I’m curious what people think of the game, if anyone took a look. I find that the VEX community has some different views than the FRC one when it comes to game design. I’ve read the manual cover to cover three or four times now over the last week, and I’m interested to have a conversation about it.
So, if you were (or are) doing FRC this year, what would you build? I’m thinking a catapult with belts to bring objects up seems like a good idea. Stay in the middle zone, get someone to pass you a ball for 10 points over the Truss for a 20 point boost. Catch and throw it into a high goal for another 20 points. That’s 30-40 points a ball, depending if you catch it, and leaves you with only needing one competent partner in an alliance of 3. Best case, one of them can go play defense on the opposing alliance, or they can work in tandem to quickly supply the throwing robot with more balls.
The game seems like it’s more driver focused than anything else. I’m really not sure what to make of it. The lack of opportunity to build massive wallbots is frustrating, but understandable. The 10 second programming period is too short to do fun things with your Autonomous routine. Having only one scoring object is a strange option, but not impossible to play around. It’s just going to be different compared to VEX games like Sack Attack and Gateway, or even Toss Up which has what we considered to be a lack of game objects to play with. I’m interested to see how the season plays out.
The thing I like about VRC games compared to FRC is that they are simple to understand. Take Sack Attack: you were able to understand the entire game (including point values) in under 2 minutes. I still do not understand how Aerial Assist is scored, with reading the manual twice.
Well for scoring.
Its 10 points for scoring and then a but load of more points for ever unique robot/ zone combination.
Pretty much shooting is hard but worth little points while catching is annoying and inefficient in a time sense but worth more points than everything else.
This is what I saw on CD, and what I thought after watching the video.
During operator control, if you pass the game object to a robot in a different zone on the alliance before you score, you get 10 points. If you pass it to another robot in the third zone, that’s another 10 points. If you throw the ball over the truss, that’s 10 points. If you catch the ball, that’s 10 more points. If you score it in a high goal, all those point bonuses are added with a 10 point base score for hitting the high goal, for a maximum single score of 60 points. If the ball is scored in a low goal, you can get the 50 bonus points, but only one point for the final scoring maneuver, for a theoretical maximum of 51 points.
That… probably makes sense. If not, the video is pretty good.
Tabor, you don’t need to catch the ball to pull off an “assist.” You just have to push it to your partner in the next zone. A team of 3 wicked fast pushbots could score 21 points really quickly.
Ive thought about scaling the game down to VRC levels and using that as an “off season” event for Vex. (off season meaning the time between the last competitions and worlds for those teams not qualified)
Personally, I really love this game. From a strategic standpoint, there’s a whole lot of depth that is going into this game.
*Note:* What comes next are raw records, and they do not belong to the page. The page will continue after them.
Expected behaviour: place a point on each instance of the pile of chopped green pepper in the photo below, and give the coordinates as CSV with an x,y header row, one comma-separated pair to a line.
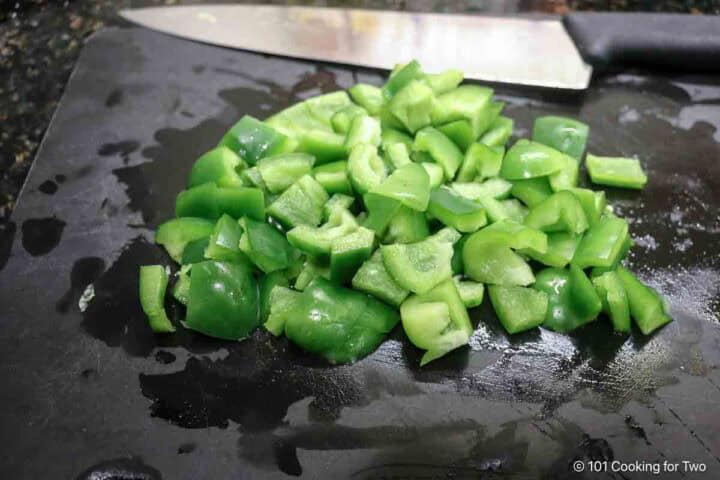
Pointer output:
x,y
341,216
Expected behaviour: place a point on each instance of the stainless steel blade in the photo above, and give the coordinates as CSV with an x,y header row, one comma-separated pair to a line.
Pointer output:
x,y
496,49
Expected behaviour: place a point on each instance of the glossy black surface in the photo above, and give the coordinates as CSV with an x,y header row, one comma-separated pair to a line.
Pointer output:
x,y
94,394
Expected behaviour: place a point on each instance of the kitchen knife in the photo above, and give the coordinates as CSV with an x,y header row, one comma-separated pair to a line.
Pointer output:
x,y
539,52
Another thought is that if you have a bad alliance partner at a district or regional event or even Championships it’s going to really suck.
If I was competing in FRC this year, probably would’ve tried to go from the bot my team did for Rebound Rumble and make a lot of improvements.
Correct me if I’m wrong, but couldn’t two robots passing a ball back and forth across the truss the whole match rack up a lot of points. 20 points on each pass. No need to score in goals then, you could pass the whole match away.
Not exactly. First of all, you don’t get the point for passing until you complete a cycle. Secondly, there’s a maximum number of passing bonuses per cycle. Pass it twice (using all 3 robots), and you’ve got the 30 point bonus upon completing the cycle.